Et voilà comment un loser aux cheveux gras se retrouve à la table d’une famille de conservateurs catho-intégristes s’étant mis en tête de briguer le Congrès. Jouant à partir de là sur un grand écart entre deux Amériques, Blue Gene va s’aventurer, au-delà de la farce familiale, dans les sables mouvants de la comédie politique. L’instrumentalisation du vilain petit canard par ses parents à des fins électoralistes fournit un prétexte idéal : embrigadé dans la campagne de son frère, Blue Gene, avec son aura de hippie, se retrouve dans le rôle du charmeur des masses populaires.
Evidemment, rien ne se passera comme prévu. Secret de famille sordide, vocation humanitaire inopinée… Goebel nous plonge dans le monde d’une élection locale versant républicain, entre meetings et discours patriotiques (et démagos), écrans géants et crucifix, trompettes et drapeau ensanglanté retrouvé dans les décombres du World Trade Center. Le regard est narquois mais le souci documentaire constant. Facétieux, Goebel met à nu les rouages d’un spectacle autant qu’il interroge deux tendances idéologiques, dont le télescopage date des deux premiers wasps accostant sur les rives du Nouveau Monde.

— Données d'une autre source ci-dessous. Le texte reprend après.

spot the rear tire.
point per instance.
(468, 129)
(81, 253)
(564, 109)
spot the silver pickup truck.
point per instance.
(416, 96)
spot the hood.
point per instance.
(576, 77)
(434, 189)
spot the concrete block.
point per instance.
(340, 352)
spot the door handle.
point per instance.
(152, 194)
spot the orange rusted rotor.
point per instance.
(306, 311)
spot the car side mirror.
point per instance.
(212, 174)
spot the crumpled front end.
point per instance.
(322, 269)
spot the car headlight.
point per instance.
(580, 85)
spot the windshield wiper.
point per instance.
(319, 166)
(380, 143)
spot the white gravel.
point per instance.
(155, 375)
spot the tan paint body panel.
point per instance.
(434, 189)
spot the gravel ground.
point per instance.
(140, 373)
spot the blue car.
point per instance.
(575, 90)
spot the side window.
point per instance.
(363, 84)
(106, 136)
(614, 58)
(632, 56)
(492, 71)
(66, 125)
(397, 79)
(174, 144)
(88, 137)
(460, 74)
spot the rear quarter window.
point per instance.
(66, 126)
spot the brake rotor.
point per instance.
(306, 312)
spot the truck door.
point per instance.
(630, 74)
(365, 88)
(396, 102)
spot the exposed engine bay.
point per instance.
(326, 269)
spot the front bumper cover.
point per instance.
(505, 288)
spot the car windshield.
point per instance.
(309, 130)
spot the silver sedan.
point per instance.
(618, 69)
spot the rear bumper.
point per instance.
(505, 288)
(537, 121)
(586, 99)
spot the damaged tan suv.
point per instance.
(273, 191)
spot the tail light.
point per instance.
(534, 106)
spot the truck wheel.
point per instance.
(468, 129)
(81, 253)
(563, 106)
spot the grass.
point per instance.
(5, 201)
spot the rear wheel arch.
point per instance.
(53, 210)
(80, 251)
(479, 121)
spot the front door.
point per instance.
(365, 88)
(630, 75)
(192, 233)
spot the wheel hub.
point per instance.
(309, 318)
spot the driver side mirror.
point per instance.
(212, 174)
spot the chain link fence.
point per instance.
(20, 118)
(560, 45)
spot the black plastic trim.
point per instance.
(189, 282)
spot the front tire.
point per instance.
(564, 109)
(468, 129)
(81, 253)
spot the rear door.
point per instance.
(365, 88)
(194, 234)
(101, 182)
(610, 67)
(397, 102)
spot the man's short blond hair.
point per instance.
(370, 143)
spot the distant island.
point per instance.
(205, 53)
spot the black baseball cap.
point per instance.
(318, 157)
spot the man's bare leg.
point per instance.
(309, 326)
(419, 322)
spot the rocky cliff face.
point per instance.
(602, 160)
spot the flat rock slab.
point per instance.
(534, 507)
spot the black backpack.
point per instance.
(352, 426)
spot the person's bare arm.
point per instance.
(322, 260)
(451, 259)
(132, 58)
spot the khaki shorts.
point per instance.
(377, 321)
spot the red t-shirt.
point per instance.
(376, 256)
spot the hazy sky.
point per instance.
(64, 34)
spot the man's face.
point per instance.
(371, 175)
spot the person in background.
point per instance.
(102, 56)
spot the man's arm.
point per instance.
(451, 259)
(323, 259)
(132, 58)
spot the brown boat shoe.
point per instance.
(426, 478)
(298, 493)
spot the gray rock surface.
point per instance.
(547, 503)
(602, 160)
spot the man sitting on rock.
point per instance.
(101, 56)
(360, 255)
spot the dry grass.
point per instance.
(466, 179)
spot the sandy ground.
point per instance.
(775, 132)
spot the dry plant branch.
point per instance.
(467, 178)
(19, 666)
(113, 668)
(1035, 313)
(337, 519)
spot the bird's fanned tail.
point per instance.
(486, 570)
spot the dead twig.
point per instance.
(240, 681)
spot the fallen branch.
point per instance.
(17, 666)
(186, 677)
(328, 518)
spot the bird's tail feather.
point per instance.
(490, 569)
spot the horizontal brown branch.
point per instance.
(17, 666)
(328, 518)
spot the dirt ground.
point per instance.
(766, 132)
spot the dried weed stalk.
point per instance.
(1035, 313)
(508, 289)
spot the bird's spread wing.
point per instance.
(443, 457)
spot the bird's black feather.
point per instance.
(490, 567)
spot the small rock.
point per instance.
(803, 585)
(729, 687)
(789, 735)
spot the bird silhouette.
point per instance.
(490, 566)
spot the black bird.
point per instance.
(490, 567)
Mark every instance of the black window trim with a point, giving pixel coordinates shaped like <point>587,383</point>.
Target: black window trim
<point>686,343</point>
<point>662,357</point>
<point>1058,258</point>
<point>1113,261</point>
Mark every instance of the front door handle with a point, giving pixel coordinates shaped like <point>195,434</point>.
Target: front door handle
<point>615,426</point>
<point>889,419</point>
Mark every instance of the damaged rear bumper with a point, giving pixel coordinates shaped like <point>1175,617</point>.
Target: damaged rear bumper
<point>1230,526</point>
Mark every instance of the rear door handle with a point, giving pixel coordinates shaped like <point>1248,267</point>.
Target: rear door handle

En creux, l’auteur soulève quelques questions limpides et insolubles. Le capitalisme peut-il tolérer l’altruisme ? Est-on capable d’être « libre » sans écraser les autres ? Mais encore : peut-on être un parangon de la contre-culture et utiliser du shampooing ?
Emily Barnett
Blue Gene de Joey Goebel (Editons Héloïse d’Ormesson), traduit de l’anglais (Etats-Unis) par Samuel Sfez, 592 pages, 23 euros.